When I was about seven years old, my parents gifted me the greatest present I’ve ever gotten: a silver Casio personal CD player, complete with a set of earphones and anti-shock technology. As a child of the early 2000s, this was wonderful – iPods hadn’t hit the scene yet and it was as close as I could get at the time. This also meant that I had access to my parents’ massive CD collection, taking random mixes from my dad’s car, or borrowing the new music that my mom had just bought from Best Buy.
I spent quality time with the music that piqued my interest most, developing my personal tastes quite early on. Music didn’t have a face, only a voice – and it spoke to me.
There were many gems that I was lucky to discover in the treasure trove of music available to me, everything from Dave Brubeck, to Michael McDonald, and Michael Franks — oh, and of course, the Beatles. My dad, in particular, exposed me to music that I wasn’t supposed to like at that age. I knew that for a fact. But I didn’t realize I also wasn’t supposed to like that music because I was a black girl.
My acute realization of this fact came when I got to middle school and traded my CD player in for an iPod when I turned 11. After school, friends would peek over at the small screen of my most prized possession and wonder, “What is she listening to?”
Black girls aren’t supposed to like guitars. Black girls aren’t supposed to like music that’s for white people. Black girls don’t listen to bands.

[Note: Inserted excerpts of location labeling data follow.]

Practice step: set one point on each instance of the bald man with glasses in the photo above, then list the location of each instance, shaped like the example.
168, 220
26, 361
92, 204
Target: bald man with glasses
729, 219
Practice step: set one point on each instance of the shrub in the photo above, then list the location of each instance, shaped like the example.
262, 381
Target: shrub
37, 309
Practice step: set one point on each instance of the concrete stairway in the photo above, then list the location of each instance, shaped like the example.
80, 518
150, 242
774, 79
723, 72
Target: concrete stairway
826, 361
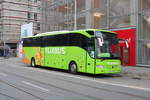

After these realizations, music became even more personal to me. Of course, I sang along to Top 40 hits by Lady Gaga and Beyonce in the mall with my friends, and fell in love with Drake as he rose up the pop-hop ranks on the radio. But the songs on my iPod – the songs for old people, the songs for white people – I kept those mostly to myself. I reveled in the time I got to spend watching music videos on my shared home laptop and putting on my earphones while nestled in the backseat during long drives.
High school came around, and I was equipped with my own computer and a smartphone, also known as the greatest tools for music discovery ever invented. I searched, I dug for more and I downloaded an embarrassing amount of illegal songs from websites that were likely on the FBI’s radar. Mixed CDs with handwritten tracklists were the best gifts I knew how to give, and were reserved for the people I cared about most. I leaned into finding music that I loved – likely as a means to somehow find myself too. It became a hobby and the thing that made me happiest at the end of another day as a teenage girl.
My first favorite bands were Coldplay, Radiohead and Nirvana. All three of these bands are basic fare to people well-versed in pop culture, but can be life-changing to a young person. I found more bands, posted links to music videos on Tumblr and Facebook and talked about my favorite new songs with anyone who would listen. Sometimes, I was called white-washed, a try-hard and a number of other stupid things I thankfully can’t remember anymore.
Of course, this didn’t happen often; I wasn’t bullied for my music taste. I am not claiming to be the victim of some form of musical racism. But I constantly felt that I was trying to be figured out. The music taste I had developed, coupled with the way I spoke and the types of boys I had crushes on, was cause for confusion. Eventually, I too became confused by myself and wondered why, to most people, my identity didn’t match my tastes.
In the second half of my high school years, I found Vampire Weekend, Tame Impala and Mac DeMarco – a group which I now affectionately refer to as Baby’s First Indie Bands. By this time, I was fully settled into liking “white” music, or whatever else made me stop and listen. If nothing else, I knew what I wanted to hear, which was very important in me becoming fully, outwardly myself.
With the deep-dive into music history during my early college years came an important realization: black people had an instrumental role in the creation of rock and roll. Some of music’s most important figures were black – and had white listeners. Chuck Berry was one of the Beatles’ primary inspirations and Elton John can be considered Little Richard’s closest counterpart. This was powerful knowledge: proof that my love for music with guitars is perhaps natural. Black girls like guitars, and people that look like us play them too.
I embraced my love of music that contrasted with who I was supposed to be in the minds of others and moved forward. Now, house shows in Isla Vista are one of the places I feel most comfortable. Most importantly, I’ve made writing about music of all kinds my focus. Music belongs to everyone, not only in parts deemed to be fit for certain groups.
Whatever makes me feel, whatever I choose to be for me, can be mine. If you limit yourself in consuming any sort of creative expression, based on preconceived notions of who it is created for, it is a blatant disservice to the art and to yourself.